# What's some companies' neck tags?



## as2013 (Jul 29, 2013)

I started a thread over the weekendhttp://www.t-shirtforums.com/t-shirt-tag-relabeling-finishing/t406017.html#post2272201 and had gotten some questions answered but was hoping to get this final one answered:

I am curious to know that if there are certain requirements for what info NEEDS to be in the neckline, how is it that some companies get away with very minimal info there (say brand, size and maybe fiber content and country of origin) when everything else (washing instructions etc) is on a tag sewn into the side seam?

I have first hand examples of this.
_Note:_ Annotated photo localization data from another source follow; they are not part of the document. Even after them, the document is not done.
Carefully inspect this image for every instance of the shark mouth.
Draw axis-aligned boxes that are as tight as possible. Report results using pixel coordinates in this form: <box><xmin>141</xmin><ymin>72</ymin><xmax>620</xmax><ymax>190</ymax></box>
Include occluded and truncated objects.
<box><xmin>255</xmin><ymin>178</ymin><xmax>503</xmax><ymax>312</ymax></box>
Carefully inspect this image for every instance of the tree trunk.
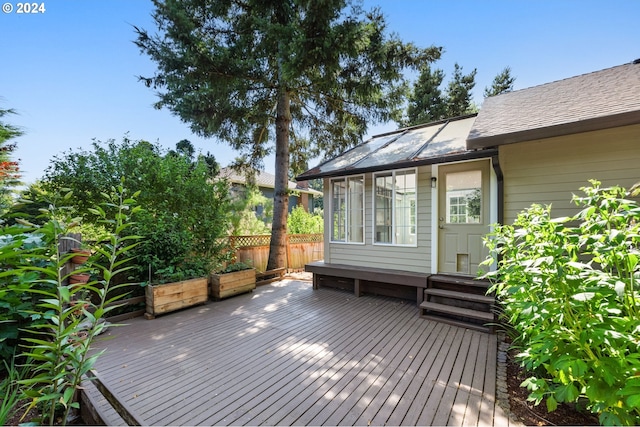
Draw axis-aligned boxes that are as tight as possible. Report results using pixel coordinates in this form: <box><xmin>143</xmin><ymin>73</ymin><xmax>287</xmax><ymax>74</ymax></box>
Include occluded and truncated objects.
<box><xmin>267</xmin><ymin>88</ymin><xmax>291</xmax><ymax>271</ymax></box>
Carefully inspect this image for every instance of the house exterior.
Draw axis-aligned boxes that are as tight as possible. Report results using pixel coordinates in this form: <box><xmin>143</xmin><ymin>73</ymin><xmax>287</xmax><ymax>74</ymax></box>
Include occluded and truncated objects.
<box><xmin>468</xmin><ymin>61</ymin><xmax>640</xmax><ymax>224</ymax></box>
<box><xmin>298</xmin><ymin>61</ymin><xmax>640</xmax><ymax>317</ymax></box>
<box><xmin>220</xmin><ymin>167</ymin><xmax>322</xmax><ymax>214</ymax></box>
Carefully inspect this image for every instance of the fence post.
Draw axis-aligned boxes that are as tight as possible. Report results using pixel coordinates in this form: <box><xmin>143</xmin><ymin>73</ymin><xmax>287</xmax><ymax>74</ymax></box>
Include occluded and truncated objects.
<box><xmin>228</xmin><ymin>236</ymin><xmax>237</xmax><ymax>264</ymax></box>
<box><xmin>286</xmin><ymin>234</ymin><xmax>291</xmax><ymax>272</ymax></box>
<box><xmin>60</xmin><ymin>233</ymin><xmax>82</xmax><ymax>284</ymax></box>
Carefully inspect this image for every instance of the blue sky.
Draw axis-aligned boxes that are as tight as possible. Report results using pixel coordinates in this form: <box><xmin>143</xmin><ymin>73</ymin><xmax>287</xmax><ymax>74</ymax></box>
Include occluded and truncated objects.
<box><xmin>2</xmin><ymin>0</ymin><xmax>639</xmax><ymax>185</ymax></box>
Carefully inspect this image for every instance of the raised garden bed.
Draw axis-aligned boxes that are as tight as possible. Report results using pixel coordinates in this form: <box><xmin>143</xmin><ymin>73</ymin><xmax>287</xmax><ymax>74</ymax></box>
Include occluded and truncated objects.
<box><xmin>210</xmin><ymin>269</ymin><xmax>256</xmax><ymax>300</ymax></box>
<box><xmin>145</xmin><ymin>277</ymin><xmax>209</xmax><ymax>319</ymax></box>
These are the ones I found in mine and my wife's closet:

C9 (Target)
Merona (Target)
Old Navy
Gear for Sports (an Anaheim Angels Shirt my wife has)
Asics
Caslon (a Nordstroms brand for women)
Mighty Fine (for "Disney Couture")
Pink (Victoria's Secret)

But other companies (Disneyland Resort, DC comics, Majestic etc) full comply? i.e. have all the info right there in the neckline.


----------



## NeonTees (Apr 25, 2010)

http://www.business.ftc.gov/documen...ling-requirements-under-textile-and-wool-acts

More information than you will ever want to know...


----------



## kimura-mma (Jul 26, 2008)

The FTC requires certain info to be in the neckline for the purpose of getting through US Customs. Once the garment is in the US, it can be replaced on a tag elsewhere in the garment. It is perfectly legal for the tags to be in the side seam.


----------



## as2013 (Jul 29, 2013)

kimura-mma said:


> The FTC requires certain info to be in the neckline for the purpose of getting through US Customs. Once the garment is in the US, it can be replaced on a tag elsewhere in the garment. It is perfectly legal for the tags to be in the side seam.


cool! thanks for the info!


----------